Mélanie Taquenard avait rejoint la nouvelle administration, son service s’occupait entre autres de la communication. Elle durcissait le ton pour la bonne cause, l’adoucissait pour une cause bonne, se faisait murmurante pour Rhages. Elle avait longuement planifié d’intégrer son amant à son équipe autant qu’il avait planifié de l’en faire sortir, il la trouvait renfermée sur bien trop de sujets, craignait qu’elle s’ouvre un jour.
Il fallait dire que tout allait bien, toujours, que tout allait bien quitte à mentir pour maintenir le moral des populations. Quand Tiersule serait tombée car Tiersule tomberait, le Liscord débarquerait plus de cent mille hommes sur leurs côtes. Voilà pourquoi il fallait mentir et enhardir les gens après cinquante ans d’illusions. Lui, il écrivait autre chose dans sa rubrique mais cela passait pour de la propagande, il ne disait rien.
« C’est bien, quand même. »
« Quoi ! Quoi ? »
« Que vous ayez réussi. Pour Gilles. »
« Je me rappelle ce couple à bord ! Dis, tu te rappelles ! T’étais pas du bord, tu pouvais pas savoir ! Toutes les histoires que ça a fait ! Les colères que piquait le commandant ! Nous on s’amusait, comme des gamins tiens ! Hein ! Une bande de gamins sur ce maudit rafiot ! Mais voilà, le petit couple il s’est aimé jusqu’à la fin ! »
Le journaliste fut pris d’un doute, arraché à la contemplation du large il tourna la tête vers Ertanger. Cela ne lui était jamais venu à l’esprit, que le couple ait pu embarquer ce matin-là, à Beletarsule. Il avait toujours cru que l’assistant et l’artilleure étaient restés à quai.
« Ils étaient là ? »
« Va pas me regarder comme ça ! Tu me fais douter ! Mais oui, sûrement ! Eh, si le vieux Quirinal s’y trouvait aussi ! »
« Vieux, vieux… »
« Oui vieux ! Un croulant, une vieille branche ! Je dis quoi, une racine ! Lui et sa barbe, qu’il a jamais voulu la couper ! Et toujours à épier le couple ! Qu’est-ce qu’il allait faire s’embarquer là-dedans ! Hein ! »
Il agitait les bras véhéments, il aurait sué à force de parler, tout pour chasser les souvenirs. L’idée de devoir remonter à bord, même après tout ce temps, le hantait encore. Il rêvait, parfois, de cette gueule ouverte, de la voix qui le poussait à l’intérieur, il se réveillait en hurlant. Il se disait que c’était son couloir blanc à lui, personnel.
« Alors il y était. Lui aussi. »
« Bande de fous ! Avec leurs armes à faire exploser le monde ! Moi je te dis y en avait que deux qui valaient quelque chose, à bord, et c’étaient les tourtereaux ! Deux petits moineaux dans un cercueil d’acier, cette image ! Et puis non, hein ! Ils étaient pas dedans, ce jour-là ! Tiens, voilà ! Ils étaient restés à quai ! »
« Mais… »
« Pas de mais ! Qui c’est qui ira vérifier, hein ? Hein ! Qui c’est qui saura ! On peut même plus compter les, on peut pas savoir ! Alors je préfère penser, hein ! Qu’ils étaient pas là ! Et puis voilà, mince ! Ma mémoire elle est à moi, j’en fais ce que je veux ! »
« Après tout. »
« Et puis ça importe peu ! »
« Oui. »
« Au diable toutes ces histoires, ces batelots et puis tout ça ! Qu’ils aillent se battre ailleurs, je suis trop vieux pour ces jeux-là ! »

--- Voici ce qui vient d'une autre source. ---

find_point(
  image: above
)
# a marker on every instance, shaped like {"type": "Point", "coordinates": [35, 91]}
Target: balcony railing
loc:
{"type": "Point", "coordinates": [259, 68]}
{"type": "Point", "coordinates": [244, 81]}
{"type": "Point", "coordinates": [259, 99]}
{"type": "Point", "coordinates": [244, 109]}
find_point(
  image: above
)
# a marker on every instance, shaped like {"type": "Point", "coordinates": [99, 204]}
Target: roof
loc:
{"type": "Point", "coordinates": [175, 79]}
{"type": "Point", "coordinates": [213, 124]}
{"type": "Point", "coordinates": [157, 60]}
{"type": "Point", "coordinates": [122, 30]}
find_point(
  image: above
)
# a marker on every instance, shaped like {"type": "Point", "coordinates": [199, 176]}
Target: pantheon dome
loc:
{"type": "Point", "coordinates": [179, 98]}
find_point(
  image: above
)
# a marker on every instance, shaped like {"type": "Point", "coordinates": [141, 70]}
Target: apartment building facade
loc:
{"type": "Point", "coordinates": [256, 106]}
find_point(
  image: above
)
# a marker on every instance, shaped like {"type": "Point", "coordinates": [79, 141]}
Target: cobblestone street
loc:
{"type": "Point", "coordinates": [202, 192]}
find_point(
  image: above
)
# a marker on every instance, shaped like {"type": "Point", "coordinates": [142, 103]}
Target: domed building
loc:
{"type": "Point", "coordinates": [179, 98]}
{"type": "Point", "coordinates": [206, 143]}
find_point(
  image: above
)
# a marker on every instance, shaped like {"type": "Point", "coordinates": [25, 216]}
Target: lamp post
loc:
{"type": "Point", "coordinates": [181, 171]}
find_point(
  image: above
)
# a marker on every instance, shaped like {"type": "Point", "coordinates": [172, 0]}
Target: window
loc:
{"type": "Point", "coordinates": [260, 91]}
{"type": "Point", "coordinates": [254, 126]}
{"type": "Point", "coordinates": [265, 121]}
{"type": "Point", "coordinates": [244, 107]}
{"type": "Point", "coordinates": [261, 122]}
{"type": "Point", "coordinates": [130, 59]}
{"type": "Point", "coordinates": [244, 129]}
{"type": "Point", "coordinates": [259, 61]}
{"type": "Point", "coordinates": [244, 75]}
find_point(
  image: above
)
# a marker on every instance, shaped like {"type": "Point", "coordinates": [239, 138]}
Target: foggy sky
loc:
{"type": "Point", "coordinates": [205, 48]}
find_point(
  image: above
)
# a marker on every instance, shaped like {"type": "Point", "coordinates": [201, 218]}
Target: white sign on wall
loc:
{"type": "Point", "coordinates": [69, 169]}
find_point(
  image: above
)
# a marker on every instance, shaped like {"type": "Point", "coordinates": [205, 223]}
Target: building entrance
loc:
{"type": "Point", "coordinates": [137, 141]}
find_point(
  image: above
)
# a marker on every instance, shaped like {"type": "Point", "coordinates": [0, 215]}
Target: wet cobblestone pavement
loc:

Il se leva, chassa de ses mains des enfants invisibles au large, les repoussa avec la sévérité de son temps. Pour peu il leur aurait lancé des imprécations. Rhages ne cachait pas, lui, qu’il aurait voulu être à bord ce jour-là. Le cauchemar d’Ertanger était son rêve, quand cela lui arrivait il se pressait à bord, il n’y parvenait jamais. Sa mémoire, à lui, disait qu’il devait rester quelque chose du cuirassé quelque part, au fond des flots ou bien du cœur. Quitte à être rêveur il préférait sa version des faits.
Un homme partageait son avis également. Leur contact, au fil des mois, s’était raréfié au point qu’il se demandait souvent si le général ne l’avait pas oublié. Puis soudain il décachetait son courrier, apprenait de lui les affaires de l’Armont, censurées. Le général revenait constamment non pas sur le cuirassé mais sur Gilles. Il lui avait envoyé, avec des mois d’avance, ses félicitations pour un mariage qui ne s’était toujours pas produit.
« Frédéric, je ne comprends pas. » Le journaliste hésita. « Ce cuirassé… le Dominant… si ce n’était pas Gilles qui le voulait, alors qui ? »
Il s’écoula quelques secondes.
« Ce que j’en sais, moi ! Peut-être bien que c’était Gilles, après tout ! Hein ! Ce qu’on en sait ! Ou bien Larsens, ou bien cette pomme, là ! Le général qui savait pas ce qu’il voulait ! Cette blague ! » Il ricanait. « Peut-être bien que c’était nous ! Ou Arnevin ! Ce plaisantin en aurait bien été capable ! Ou le président, hein ! »
Sa comédie s’épuisait en vain, le journaliste avait une idée toute faite de la réponse. Il trouvait que les efforts d’Ertanger pour ne pas répondre confirmaient ses soupçons.
« Ou Jean Frédéric ? »
Son ami garda le silence, enfin forcé, baissa la tête.
« Ce qui a bien pu lui passer par la tête ! Sa dernière œuvre, sa toute dernière ! Après ça, fini ! Vingt-deux ans de vacances ! Moi je sais ce qu’il a fait ! De la mécanique à l’échelle moléculaire ! À l’échelle de la vie. Hein ! Ce vieux fou ! Il voulait donner la migraine à Gilles ! Pour ce qu’on en sait ! »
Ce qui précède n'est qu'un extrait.